With respect to the problem, the neural network pruning technique is acknowledged to be an effective way of obtaining good accuracy of the model and reducing computation. However, almost all traditional pruning methods rely on software level, and such pruning often comprises steps of: (1) determining the significance of neurons according to significance index; (2) deleting insignificant partial neurons according to a preset compression ratio; (3) finely tuning the network to restore accuracy, or adjusting the significance index and restarting pruning again in the case of a low accuracy.

However, due to diversity of deep learning application, it is difficult to find a general-purpose software-based pruning method. Therefore, terminal users must reconsider pruning standard for specific application according to hyper-parameters and structural parameters of the DNN, and carry out the steps again from the beginning for pruning. Such tedious, time-consuming and repeated tasks limit rapid deployment of the DNN in actual use. The problems and reasons of such pruning method are mainly in the following three aspects:

(1) As is viewed from the model, sparsity of the DNN model itself is adverse to software pruning.
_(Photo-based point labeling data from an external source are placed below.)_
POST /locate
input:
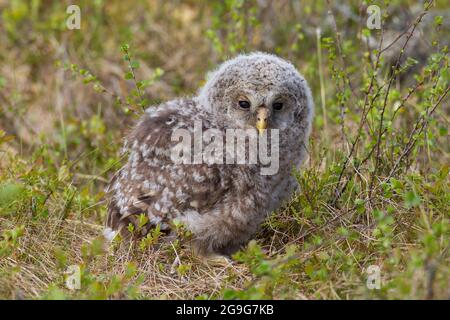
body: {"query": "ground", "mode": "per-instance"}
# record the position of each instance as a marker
(374, 200)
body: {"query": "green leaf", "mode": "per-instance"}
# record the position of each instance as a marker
(128, 75)
(412, 199)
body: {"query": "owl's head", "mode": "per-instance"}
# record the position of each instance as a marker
(259, 90)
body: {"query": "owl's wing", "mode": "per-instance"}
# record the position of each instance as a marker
(151, 183)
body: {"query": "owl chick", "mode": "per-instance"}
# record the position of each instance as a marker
(221, 203)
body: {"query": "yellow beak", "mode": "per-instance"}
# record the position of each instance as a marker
(261, 120)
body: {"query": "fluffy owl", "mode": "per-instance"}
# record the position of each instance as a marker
(222, 204)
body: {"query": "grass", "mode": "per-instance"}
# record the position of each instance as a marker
(375, 189)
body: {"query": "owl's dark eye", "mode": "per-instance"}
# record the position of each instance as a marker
(277, 106)
(244, 104)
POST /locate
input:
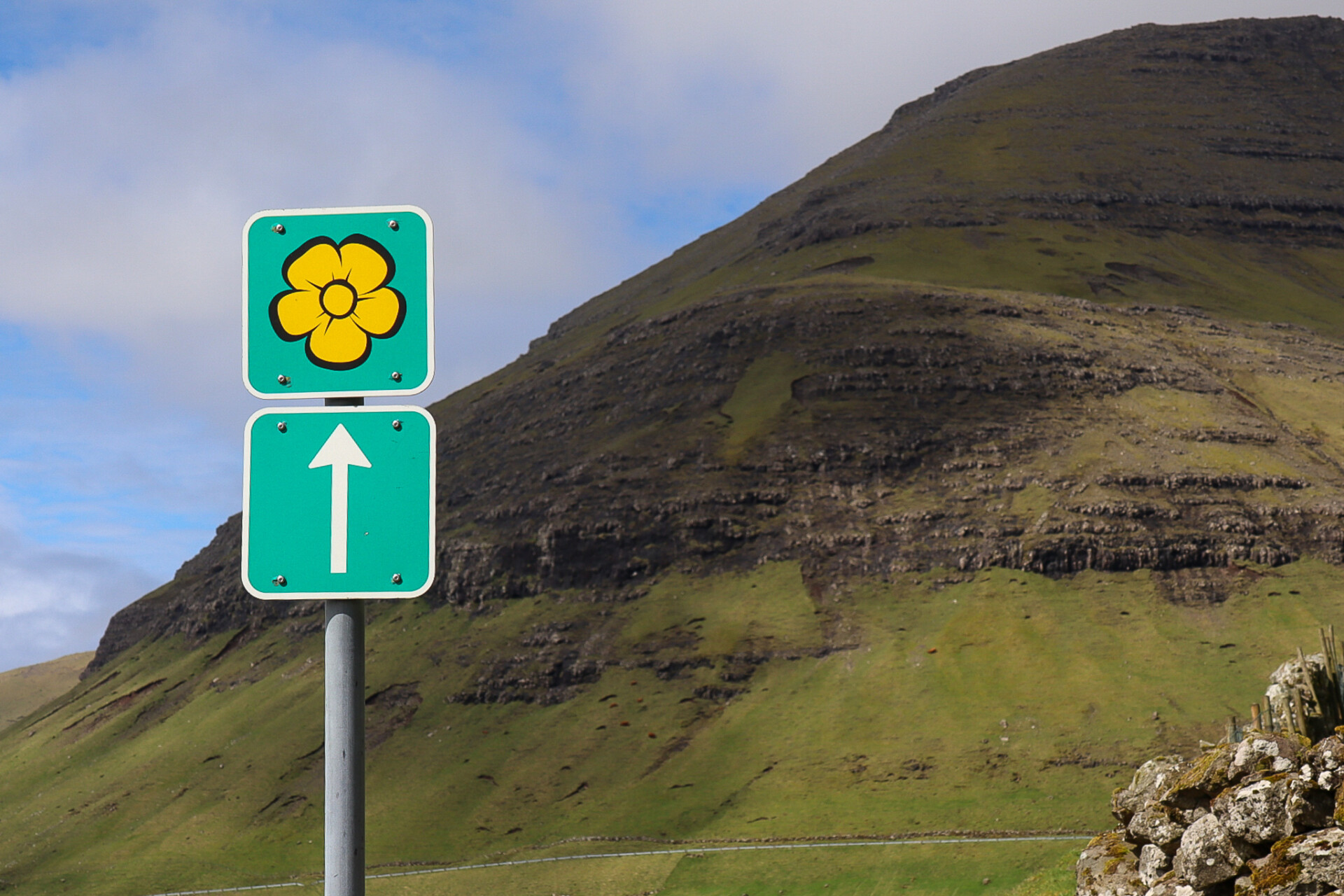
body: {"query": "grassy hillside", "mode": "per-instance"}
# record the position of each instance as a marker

Specifically, pruning determines insignificant parameters using one significance index. The index measures sparsity of weights and activations from different angles, for example, a ratio of 0 in the activations, significance of the filter determined based on L1-norm, information entropy of the filter, and the like. Such index attempts to prune zero or parameters close to zero, and then retrain the model till reaching the optimum accuracy. However, one index may be suitable for some DNN models, but not applicable for other DNNs. Moreover, sparsity space of the model itself is not always enough. Therefore, some pruning methods must perform time-consuming sparse training to increase sparsity of parameters, and perform retraining or fine tuning to make up for lost accuracy after loss of accuracy.
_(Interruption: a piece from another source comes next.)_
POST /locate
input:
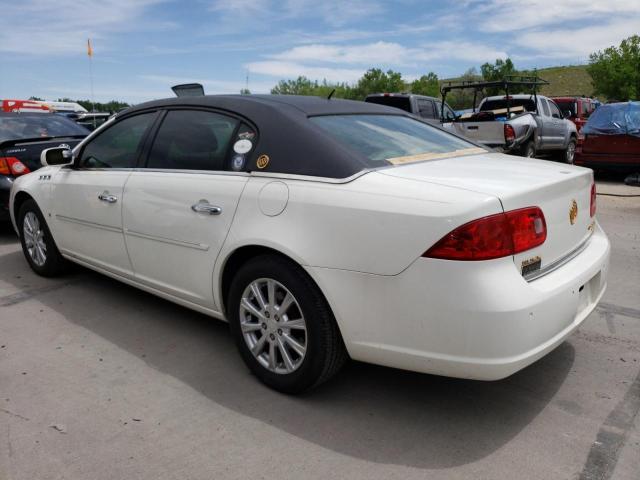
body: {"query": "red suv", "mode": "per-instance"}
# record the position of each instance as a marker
(579, 109)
(2) As is viewed from efficiency, the software pruning method consumes time and labor at fine tuning/retraining phase, because the parameters left after pruning cannot ensure that the model can reach the original accuracy before pruning. Therefore, the traditional method must rely on retraining/fine tuning performed on the same data set to make up for loss of accuracy. However, retraining/fine tuning often shall experience iteration of several days or weeks, and the program is often implemented layer by layer. If we apply pruning to VGG-19, the model shall be retrained 19 times, and iterated dozens of epochs each time to restore the lost accuracy. Time-consuming iteration hinders deployment of the pruned model to devices. Moreover, if accuracy is poor after pruning, the above steps shall be repeated. Considering of other universal networks having hundreds of layers (ResNet, DenseNet), or 3D convolution, non-local convolution and deformable convolution having more and complex connections, developers often face the inevitable challenge of obtaining good accuracy and taking less time simultaneously.
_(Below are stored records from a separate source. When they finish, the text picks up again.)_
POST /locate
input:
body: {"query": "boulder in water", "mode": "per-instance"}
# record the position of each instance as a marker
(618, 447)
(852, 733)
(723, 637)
(3) As is viewed from the accelerator, firstly, non-structural pruning largely relies on hardware. The previous search proposes a large number of accelerators for specific pruning, for example, Cambricon-S for solving irregularity of the non-structural pruning, EIE with a fully connected layer, and ESE with a long short-term memory (LSTM) network model, but these accelerators do not support computation of the main body, i.e., a convolutional layer, in inference and computation of the convolutional neural network. Secondly, design of the accelerators also relies on different sparse methods. SCNN explores sparsity of neurons and synapses. However, Cnvlutin only supports sparsity of neurons. Therefore, if software developers change the pruning strategy or only adjust from structural pruning to non-structural pruning, hardware deployment also must be changed, which introduces cost of migration.

In an ideal case, the pre-trained DNN shall prune on hardware as quickly as possible. Even further, the hardware shall directly carry out pruning in an efficient and convenient manner, instead of accelerating DNN inference through tedious operation on a software level. As for most software pruning methods, the traditional pruning steps comprise identifying and pruning insignificant parameters. However, as is stated above, since sparsity space based on values is quite limited, if the compression ratio is too large, it inevitably leads to serious loss of accuracy. If such case occurs, the traditional pruning uses the following two solutions: {circle around (1)} reducing the compression ratio, and pruning again from the beginning, and {circle around (2)} creating more sparsity space for pruning using sparse training. The reason why pruning is time-consuming on the software level is also originated from this.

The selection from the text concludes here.